Adı şu an aklıma gelmedi ama, Fildişi Milli Takımı teknik Direktörüne koca bir "yuh" diyorum. Cumartesi milli takım mı toplanır? O hafta maçları oynanıp pazartesi toplasan ne olur? Sadece bizim takım değil ki, Fildişi oyuncuları İngiltere ve İspanya Liglerinde de mevcut. Oradaki takımlar da bir sürü mağduriyet yaşamış olsa gerek.
Eboue’nin eksikliği gerçekten de çok hissedildi. O, Melo, Selçuk gibi takımın temel taşlarından. Onun eksikliği sanırım önümüzdeki haftalarda da hissedilecek.

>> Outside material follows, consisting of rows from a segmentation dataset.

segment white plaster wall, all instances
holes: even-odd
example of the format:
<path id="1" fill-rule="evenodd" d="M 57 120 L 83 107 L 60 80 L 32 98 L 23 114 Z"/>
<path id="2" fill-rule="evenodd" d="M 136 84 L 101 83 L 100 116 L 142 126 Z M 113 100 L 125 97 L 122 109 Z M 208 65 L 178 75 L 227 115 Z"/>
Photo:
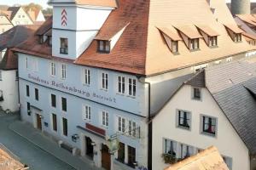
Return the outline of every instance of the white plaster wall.
<path id="1" fill-rule="evenodd" d="M 3 101 L 0 102 L 3 110 L 11 111 L 19 110 L 18 81 L 16 81 L 16 71 L 2 71 L 2 81 L 0 90 L 3 91 Z"/>
<path id="2" fill-rule="evenodd" d="M 191 130 L 176 128 L 176 110 L 191 111 Z M 200 133 L 201 114 L 218 118 L 217 137 Z M 232 157 L 233 170 L 249 170 L 248 150 L 207 89 L 202 101 L 191 99 L 191 87 L 183 86 L 153 120 L 153 169 L 163 169 L 163 139 L 170 139 L 197 148 L 216 146 L 220 153 Z"/>
<path id="3" fill-rule="evenodd" d="M 45 21 L 45 18 L 42 13 L 42 11 L 40 10 L 39 13 L 38 13 L 38 15 L 36 19 L 36 21 Z"/>

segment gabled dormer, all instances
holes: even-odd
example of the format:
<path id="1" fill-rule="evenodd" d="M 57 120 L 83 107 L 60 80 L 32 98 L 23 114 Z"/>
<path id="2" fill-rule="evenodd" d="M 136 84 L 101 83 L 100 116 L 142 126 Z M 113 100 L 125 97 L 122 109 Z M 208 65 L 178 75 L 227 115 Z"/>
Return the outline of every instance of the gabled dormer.
<path id="1" fill-rule="evenodd" d="M 179 31 L 184 43 L 190 51 L 200 49 L 200 41 L 201 35 L 195 26 L 179 26 L 176 27 Z"/>
<path id="2" fill-rule="evenodd" d="M 207 26 L 196 26 L 196 27 L 209 47 L 218 46 L 218 37 L 219 34 L 217 31 Z"/>
<path id="3" fill-rule="evenodd" d="M 244 32 L 242 30 L 241 30 L 236 25 L 224 25 L 224 26 L 233 42 L 241 42 L 241 33 Z"/>
<path id="4" fill-rule="evenodd" d="M 52 54 L 73 60 L 87 49 L 117 7 L 115 0 L 50 0 L 49 4 L 53 6 L 54 14 Z"/>
<path id="5" fill-rule="evenodd" d="M 161 32 L 172 53 L 174 54 L 178 54 L 178 42 L 182 41 L 182 38 L 177 31 L 176 30 L 171 31 L 171 29 L 166 27 L 160 27 L 158 29 Z"/>

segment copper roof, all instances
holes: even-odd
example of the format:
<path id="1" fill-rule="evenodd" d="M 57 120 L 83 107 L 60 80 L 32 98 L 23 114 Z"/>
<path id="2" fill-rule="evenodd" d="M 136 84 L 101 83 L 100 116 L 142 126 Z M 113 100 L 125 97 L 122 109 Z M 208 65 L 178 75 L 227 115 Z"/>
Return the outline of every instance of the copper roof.
<path id="1" fill-rule="evenodd" d="M 245 39 L 239 43 L 233 42 L 224 25 L 236 32 L 242 31 L 223 0 L 212 1 L 211 5 L 218 9 L 214 14 L 205 0 L 119 0 L 119 7 L 111 12 L 97 35 L 97 37 L 109 39 L 129 23 L 114 48 L 109 54 L 97 53 L 97 43 L 94 40 L 75 64 L 152 76 L 256 49 Z M 52 20 L 46 22 L 49 24 L 44 24 L 38 34 L 50 29 Z M 179 54 L 175 55 L 158 29 L 168 28 L 177 32 L 175 26 L 189 37 L 201 37 L 195 26 L 206 26 L 218 33 L 218 48 L 209 48 L 200 38 L 200 50 L 191 52 L 184 42 L 180 41 Z M 37 43 L 37 38 L 30 39 L 19 47 L 19 50 L 39 57 L 51 56 L 51 48 Z"/>
<path id="2" fill-rule="evenodd" d="M 175 163 L 166 170 L 229 170 L 216 147 L 208 149 L 189 157 L 182 162 Z"/>

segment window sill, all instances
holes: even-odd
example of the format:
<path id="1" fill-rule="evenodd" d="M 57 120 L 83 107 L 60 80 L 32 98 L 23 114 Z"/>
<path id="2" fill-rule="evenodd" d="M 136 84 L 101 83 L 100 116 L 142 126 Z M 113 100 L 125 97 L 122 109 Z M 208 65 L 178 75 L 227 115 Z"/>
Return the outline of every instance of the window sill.
<path id="1" fill-rule="evenodd" d="M 217 138 L 216 133 L 215 133 L 215 134 L 212 134 L 211 133 L 207 133 L 207 132 L 201 132 L 201 133 L 203 134 L 203 135 L 206 135 L 206 136 L 209 136 L 209 137 L 212 137 L 212 138 Z"/>

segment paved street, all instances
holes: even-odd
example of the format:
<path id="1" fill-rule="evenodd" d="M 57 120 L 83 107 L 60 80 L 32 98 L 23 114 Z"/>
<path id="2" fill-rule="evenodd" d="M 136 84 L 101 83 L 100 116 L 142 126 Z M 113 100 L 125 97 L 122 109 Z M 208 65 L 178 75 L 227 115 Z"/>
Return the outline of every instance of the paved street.
<path id="1" fill-rule="evenodd" d="M 17 116 L 0 112 L 0 143 L 20 157 L 22 163 L 35 170 L 74 169 L 9 129 L 9 125 L 15 120 Z"/>

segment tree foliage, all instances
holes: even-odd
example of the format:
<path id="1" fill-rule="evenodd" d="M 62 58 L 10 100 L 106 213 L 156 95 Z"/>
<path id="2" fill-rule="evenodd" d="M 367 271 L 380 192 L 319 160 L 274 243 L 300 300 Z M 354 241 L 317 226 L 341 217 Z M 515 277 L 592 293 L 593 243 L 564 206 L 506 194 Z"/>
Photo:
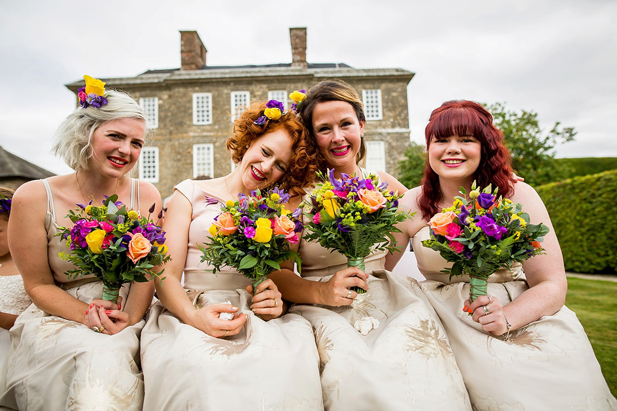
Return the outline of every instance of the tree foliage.
<path id="1" fill-rule="evenodd" d="M 540 128 L 537 113 L 507 109 L 502 103 L 486 105 L 493 115 L 493 124 L 503 133 L 512 155 L 512 166 L 525 182 L 537 186 L 567 178 L 571 170 L 555 167 L 555 147 L 571 141 L 576 132 L 573 127 L 561 127 L 557 121 L 547 133 Z"/>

Bu teknik adam bana bizim ünlü "ibrikçibaşı" fıkramızı anımsattı. Hani tuvalet ibrikçisine sormuşlar "şu ibrik orada değil de şurada dursa ne olur?" diye. Yanıtı şu olmuş: "O zaman benim ibrikçibaşı olduğum nereden belli olacak?"

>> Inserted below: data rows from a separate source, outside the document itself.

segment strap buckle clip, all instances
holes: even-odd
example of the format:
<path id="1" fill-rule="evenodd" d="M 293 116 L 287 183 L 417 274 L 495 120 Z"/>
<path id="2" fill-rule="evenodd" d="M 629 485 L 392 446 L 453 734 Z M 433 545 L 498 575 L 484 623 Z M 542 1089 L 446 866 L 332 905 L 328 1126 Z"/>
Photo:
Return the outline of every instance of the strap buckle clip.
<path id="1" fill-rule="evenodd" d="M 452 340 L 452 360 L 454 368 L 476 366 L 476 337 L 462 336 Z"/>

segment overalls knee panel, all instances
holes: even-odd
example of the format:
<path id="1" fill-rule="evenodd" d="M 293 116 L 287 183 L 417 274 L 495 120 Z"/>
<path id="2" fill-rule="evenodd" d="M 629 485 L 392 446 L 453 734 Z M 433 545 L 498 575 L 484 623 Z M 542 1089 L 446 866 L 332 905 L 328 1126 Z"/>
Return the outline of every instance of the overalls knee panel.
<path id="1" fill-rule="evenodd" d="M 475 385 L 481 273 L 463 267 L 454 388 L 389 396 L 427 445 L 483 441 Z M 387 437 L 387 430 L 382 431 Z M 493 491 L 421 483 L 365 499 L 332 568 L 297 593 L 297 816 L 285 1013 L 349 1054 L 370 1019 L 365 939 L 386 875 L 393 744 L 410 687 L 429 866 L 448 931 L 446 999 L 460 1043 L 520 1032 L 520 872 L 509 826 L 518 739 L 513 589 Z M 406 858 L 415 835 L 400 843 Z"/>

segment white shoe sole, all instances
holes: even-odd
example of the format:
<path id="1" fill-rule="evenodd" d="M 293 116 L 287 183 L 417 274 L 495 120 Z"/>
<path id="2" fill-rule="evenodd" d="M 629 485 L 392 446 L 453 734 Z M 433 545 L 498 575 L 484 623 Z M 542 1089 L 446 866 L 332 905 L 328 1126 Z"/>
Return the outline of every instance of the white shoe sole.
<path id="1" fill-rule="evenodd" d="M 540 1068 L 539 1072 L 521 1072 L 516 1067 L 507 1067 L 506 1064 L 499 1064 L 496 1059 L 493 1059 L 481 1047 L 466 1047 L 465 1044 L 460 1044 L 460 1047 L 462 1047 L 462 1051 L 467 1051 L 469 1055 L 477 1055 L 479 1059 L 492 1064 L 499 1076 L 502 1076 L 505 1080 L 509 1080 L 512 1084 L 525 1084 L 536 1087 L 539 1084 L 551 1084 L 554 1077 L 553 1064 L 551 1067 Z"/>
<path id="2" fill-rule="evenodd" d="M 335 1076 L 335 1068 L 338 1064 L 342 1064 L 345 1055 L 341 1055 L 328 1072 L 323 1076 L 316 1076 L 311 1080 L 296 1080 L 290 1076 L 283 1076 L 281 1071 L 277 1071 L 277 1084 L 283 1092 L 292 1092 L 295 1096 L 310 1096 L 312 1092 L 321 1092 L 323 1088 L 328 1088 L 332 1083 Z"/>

Aslında bu işi FİFA’nın bir şekilde yoluna koyması gerekir. Afrika Kupası olan yıllar Avrupa’daki ulusal lig takvimlerinin ona göre ayarlanması şartı koşulmalıdır. Gerçi öyle yapılsa bizim MAA çuvallardı ama, doğrusu budur. Parayı kulüpler veriyor, keyfini çıkarmak "ibrikçibaşı"nın! Bu rezilliğin bir çaresi olmalı. Adama ağırlığınca altın veriyorsun, sonra 7-8 maç yararlanamıyorsun. Dönüşü nasıl olacak, o da ayrı bir konu. Sakat mı düzgün mü gelecek göreceğiz.
Davul benim boynumda, tokmak başkasının elinde. Olur mu böyle iş?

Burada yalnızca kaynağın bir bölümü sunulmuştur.